It's all about the details to big arms! It's all about the focus

Source: Time:2018-03-22 10:46:20 views:

As I'm sure you already know, narrow bench press is a good base for triceps and can handle heavyweights. Beginners who practice narrow bench press will gain triceps faster than those who obsess over isolated movements.


As I'm sure you already know, narrow bench press is a good base for triceps and can handle heavyweights. Beginners who practice narrow bench press will gain triceps faster than those who obsess over isolated movements.

However, the actual technique of narrow bench press is no less than that of conventional chest bench press. The techniques you need to consider include:

1)Free Weights or Smith Machines?

2)How narrow is the grip?

3)Should the elbows move close to the torso or away from it?

4)What is a reasonable level of pressure on the wrist?

Mistake # 1: Using Smith as a free weight.

The Free Weight is carrying out the barbell, moving to the chest abdomen above, and then carrying on the bench press.

Smith machine is putting chest and abdomen under the bar, and then to the end of the bar.

 

You can't use a free weights position on a Smith, and then you pick up the bar and realize that the power isn't there, and then you move your body over and over again. It's a waste of energy and not safe.

Mistake 2: Not holding tightly enough.

For Novices, the most disciplined approach is to use a full grip, with a slightly narrower grip than the shoulder. Any grip wider than the shoulders may be too strong for the pectoral muscles.

When you have some training experience, use a semi grip, and try a few extremely narrow grips -- the pressure on the inside of your wrist increases dramatically, and you need to use your semi grip thumb for extra support to relieve it.

Mistake # 3: The elbow position is erratic.

At the foundation stage, it is recommended to use the elbow against the trunk, so that not only your lateral triceps head under significant pressure, but also the medial head and the long head can also be stimulated.

If the elbows are splayed away from the torso, you'll turn it into a special exercise that stretches and strengthens the lateral head in a very limited position.

If the elbow is erratic, sometimes against the trunk, sometimes away from the trunk, which is the wrong action. And it means you don't have any conscious control over your elbow.

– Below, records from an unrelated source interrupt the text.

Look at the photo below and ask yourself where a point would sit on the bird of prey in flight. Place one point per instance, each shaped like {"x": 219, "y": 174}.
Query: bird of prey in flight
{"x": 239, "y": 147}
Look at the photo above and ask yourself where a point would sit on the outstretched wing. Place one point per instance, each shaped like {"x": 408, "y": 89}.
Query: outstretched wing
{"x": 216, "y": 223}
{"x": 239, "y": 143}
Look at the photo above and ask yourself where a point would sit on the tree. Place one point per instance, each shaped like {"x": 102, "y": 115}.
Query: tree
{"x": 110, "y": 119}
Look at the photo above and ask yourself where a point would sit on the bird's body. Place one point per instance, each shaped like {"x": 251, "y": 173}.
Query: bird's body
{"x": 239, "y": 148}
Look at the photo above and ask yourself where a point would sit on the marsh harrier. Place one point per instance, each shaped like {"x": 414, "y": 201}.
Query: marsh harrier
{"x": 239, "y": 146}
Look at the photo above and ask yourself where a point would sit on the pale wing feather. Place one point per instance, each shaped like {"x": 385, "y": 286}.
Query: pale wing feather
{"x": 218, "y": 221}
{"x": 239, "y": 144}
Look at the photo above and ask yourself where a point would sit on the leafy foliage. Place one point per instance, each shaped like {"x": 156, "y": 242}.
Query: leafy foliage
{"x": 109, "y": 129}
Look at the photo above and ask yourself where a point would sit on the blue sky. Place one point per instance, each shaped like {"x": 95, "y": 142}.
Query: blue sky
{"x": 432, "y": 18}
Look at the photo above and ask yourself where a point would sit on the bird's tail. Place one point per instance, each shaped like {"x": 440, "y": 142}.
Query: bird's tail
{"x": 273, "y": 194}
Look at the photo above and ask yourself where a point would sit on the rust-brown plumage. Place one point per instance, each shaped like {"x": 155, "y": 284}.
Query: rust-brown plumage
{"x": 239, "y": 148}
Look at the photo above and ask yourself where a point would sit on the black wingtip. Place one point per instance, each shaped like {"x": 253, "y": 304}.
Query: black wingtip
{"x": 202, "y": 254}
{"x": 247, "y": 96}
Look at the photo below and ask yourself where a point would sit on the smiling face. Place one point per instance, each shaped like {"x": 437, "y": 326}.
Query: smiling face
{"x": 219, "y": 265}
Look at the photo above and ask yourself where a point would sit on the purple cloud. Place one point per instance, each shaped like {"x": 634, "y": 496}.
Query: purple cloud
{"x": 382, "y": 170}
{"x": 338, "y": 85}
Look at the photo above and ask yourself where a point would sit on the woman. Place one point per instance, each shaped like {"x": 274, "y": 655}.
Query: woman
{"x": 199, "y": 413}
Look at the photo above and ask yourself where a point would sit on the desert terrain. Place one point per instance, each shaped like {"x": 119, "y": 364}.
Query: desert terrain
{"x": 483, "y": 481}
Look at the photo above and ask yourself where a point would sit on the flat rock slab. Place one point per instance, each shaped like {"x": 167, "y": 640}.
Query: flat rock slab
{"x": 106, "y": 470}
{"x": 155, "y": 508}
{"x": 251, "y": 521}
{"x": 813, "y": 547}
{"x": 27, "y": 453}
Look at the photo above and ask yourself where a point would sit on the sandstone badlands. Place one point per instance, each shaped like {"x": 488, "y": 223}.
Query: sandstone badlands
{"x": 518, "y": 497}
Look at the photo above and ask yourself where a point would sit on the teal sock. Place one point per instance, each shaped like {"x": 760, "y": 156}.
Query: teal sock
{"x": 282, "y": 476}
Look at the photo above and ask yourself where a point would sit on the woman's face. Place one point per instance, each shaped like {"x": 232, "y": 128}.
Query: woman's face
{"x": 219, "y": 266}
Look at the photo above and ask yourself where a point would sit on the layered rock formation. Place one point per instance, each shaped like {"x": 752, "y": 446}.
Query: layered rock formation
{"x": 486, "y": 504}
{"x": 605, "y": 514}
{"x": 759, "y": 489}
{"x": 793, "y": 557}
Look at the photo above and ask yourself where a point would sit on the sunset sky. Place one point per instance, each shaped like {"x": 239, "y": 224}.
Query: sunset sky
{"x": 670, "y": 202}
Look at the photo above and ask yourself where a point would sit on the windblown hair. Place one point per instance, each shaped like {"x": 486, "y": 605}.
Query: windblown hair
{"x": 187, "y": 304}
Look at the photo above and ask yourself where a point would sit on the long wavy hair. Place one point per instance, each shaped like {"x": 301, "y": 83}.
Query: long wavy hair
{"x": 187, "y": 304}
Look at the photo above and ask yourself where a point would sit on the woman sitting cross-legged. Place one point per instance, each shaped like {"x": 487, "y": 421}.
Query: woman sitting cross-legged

Remember that the narrow bench press is elbow-oriented and should not be erratic.

Mistake 4: Not Adjusting your wrist.

Because of the structure of most Smith machines, you have to do a large wrist "twist" after lifting the weight to separate the Rod from the frame and prevent the snap of the Rod from hitting the frame.

 

This also means that after a big twist, you are likely to be in the "over-pressure wrist" state. You need to reposition your wrist to be neutral before you can perform the bench press comfortably.

 

It's also wrong to "put your wrist up-completely neutral" during a bench press, which can inhibit elbow flexing to some extent, resulting in less centrifugal contraction. Therefore, the ideal wrist position is "slightly pressure wrist, not completely neutral. ".